Brussels Suffers From Trump’s Trade Tantrums

Donald Trump
U.S. President Donald Trump hugs American flag at the Conservative Political Action Conference (CPAC) annual meeting at National Harbor near Washington, U.S., March 2, 2019. (Photo: REUTERS/Yuri Gripas/File Photo)

Members of the European Union are divided on whether to hold trade talks with United States President Donald Trump or not. Cecilia Malmstrom, the European Union's trade commissioner, believes that the union's credibility is at risk unless it stands firm to its commitment in 2018 to enter into negotiations with the United States on lowering tariffs. The commissioner believes that to disagree to hold the talks would be an embarrassment for Brussels.

The members of the European Union are concerned of the circulating news that indicates that a European Union-United States trade conflict might be in cards when the continent is already vulnerable from weak growth and political peril. According to reports, Strasbourg, France, the European Parliament (EP) voted against resuming transatlantic talks with the United States and reducing the imposed tariffs on the number of industrial duties that the union faces following the tariff tantrum of Trump in 2018.

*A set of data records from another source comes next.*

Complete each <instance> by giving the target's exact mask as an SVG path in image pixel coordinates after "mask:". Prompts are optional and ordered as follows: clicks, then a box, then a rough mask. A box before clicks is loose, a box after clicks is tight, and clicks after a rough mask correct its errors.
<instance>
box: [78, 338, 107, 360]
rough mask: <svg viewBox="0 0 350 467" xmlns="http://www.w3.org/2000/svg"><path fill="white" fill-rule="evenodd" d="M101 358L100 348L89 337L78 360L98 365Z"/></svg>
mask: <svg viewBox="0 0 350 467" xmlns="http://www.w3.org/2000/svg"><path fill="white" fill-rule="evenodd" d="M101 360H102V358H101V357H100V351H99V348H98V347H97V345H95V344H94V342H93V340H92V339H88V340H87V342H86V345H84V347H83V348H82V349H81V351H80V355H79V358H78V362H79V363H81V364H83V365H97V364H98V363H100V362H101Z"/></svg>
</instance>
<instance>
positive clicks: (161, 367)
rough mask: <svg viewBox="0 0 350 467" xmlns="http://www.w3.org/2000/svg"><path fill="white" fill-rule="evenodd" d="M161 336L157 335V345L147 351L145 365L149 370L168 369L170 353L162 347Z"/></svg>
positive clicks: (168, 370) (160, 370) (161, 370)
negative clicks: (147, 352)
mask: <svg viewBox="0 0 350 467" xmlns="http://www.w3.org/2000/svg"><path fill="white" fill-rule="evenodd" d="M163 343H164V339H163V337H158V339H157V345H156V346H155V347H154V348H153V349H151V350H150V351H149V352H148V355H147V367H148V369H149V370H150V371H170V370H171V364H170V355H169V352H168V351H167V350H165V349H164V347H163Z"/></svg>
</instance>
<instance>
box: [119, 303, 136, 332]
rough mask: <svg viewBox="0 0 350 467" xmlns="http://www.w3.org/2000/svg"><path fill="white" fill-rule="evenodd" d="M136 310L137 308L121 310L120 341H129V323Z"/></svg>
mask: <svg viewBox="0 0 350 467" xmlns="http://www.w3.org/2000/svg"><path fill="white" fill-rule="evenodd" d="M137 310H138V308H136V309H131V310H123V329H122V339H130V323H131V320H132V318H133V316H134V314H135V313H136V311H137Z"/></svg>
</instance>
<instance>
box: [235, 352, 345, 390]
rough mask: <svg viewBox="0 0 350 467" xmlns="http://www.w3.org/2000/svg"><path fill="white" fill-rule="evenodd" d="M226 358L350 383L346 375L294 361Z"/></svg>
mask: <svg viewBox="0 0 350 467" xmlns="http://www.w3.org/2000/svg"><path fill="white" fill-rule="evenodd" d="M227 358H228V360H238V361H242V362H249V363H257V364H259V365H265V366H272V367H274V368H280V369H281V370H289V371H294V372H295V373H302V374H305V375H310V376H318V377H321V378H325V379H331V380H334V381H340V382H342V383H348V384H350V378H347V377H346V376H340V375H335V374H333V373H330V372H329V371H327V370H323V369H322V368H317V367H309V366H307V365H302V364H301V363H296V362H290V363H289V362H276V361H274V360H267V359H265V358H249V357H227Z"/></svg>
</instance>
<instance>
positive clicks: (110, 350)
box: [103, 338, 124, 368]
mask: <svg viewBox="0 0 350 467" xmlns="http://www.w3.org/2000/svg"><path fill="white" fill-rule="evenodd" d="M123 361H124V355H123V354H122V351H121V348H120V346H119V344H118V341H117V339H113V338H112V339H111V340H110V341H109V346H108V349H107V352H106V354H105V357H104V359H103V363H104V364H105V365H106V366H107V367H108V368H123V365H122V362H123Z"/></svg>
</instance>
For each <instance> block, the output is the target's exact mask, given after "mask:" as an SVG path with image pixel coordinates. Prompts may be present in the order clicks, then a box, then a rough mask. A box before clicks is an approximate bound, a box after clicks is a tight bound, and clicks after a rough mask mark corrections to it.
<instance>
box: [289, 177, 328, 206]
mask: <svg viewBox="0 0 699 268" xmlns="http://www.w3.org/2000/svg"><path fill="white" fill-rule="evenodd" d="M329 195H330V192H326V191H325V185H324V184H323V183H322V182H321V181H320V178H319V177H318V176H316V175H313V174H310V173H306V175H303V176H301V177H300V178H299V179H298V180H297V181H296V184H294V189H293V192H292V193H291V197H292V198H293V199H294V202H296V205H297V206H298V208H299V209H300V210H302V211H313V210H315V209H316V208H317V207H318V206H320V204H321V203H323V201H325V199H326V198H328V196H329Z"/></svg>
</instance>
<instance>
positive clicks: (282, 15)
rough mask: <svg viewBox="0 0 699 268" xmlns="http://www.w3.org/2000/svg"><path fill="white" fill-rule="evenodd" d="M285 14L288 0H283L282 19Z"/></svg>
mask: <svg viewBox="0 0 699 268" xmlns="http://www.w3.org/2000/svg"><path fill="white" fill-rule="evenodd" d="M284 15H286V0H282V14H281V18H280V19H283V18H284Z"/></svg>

Last year, Trump and European Commission president Jean-Claude Juncker reached an agreement to temporarily suspend tariff impositions. It was followed by a meeting between European and trade representatives from the United States in Washington last week where they had a disagreement on key agricultural trade policies. The United States forces the European Union to purchase more agricultural products which caused a major source of friction.

Trump imposed tariffs on some of its trading partners last year including the European Union and China. China is the biggest buyer of United States' agricultural products and because of the on-going trade friction between them, its import became limited.

On her statement to the European Parliament on Wednesday, Ms. Malmstorm said that a delay in the adoption of the mandate risks initiating an unconstructive cycle of exchanges and allegations about the EU's commitment. Reports are circulating that advisers of the Trump Administration urge the president to ramp up his trade threats against Europe.

Some members of the European Parliament, however, believe that the talks themselves are the real threat to the European Union's international credibility. Some members reminded Ms. Malmstrom of the territory Brussels has already agreed upon which included the dropping of the United States imposed tariffs on European Union Steel before the start of the negotiations. They also stood firm in their decisions that trade deals can only be done with countries committed to the Paris climate deal.

Bernd Lange, the Chairman of the parliament's international trade committee, said that what they've seen is a whole set of concessions made by the European Union to the United States, and she can't see the concessions from the United States.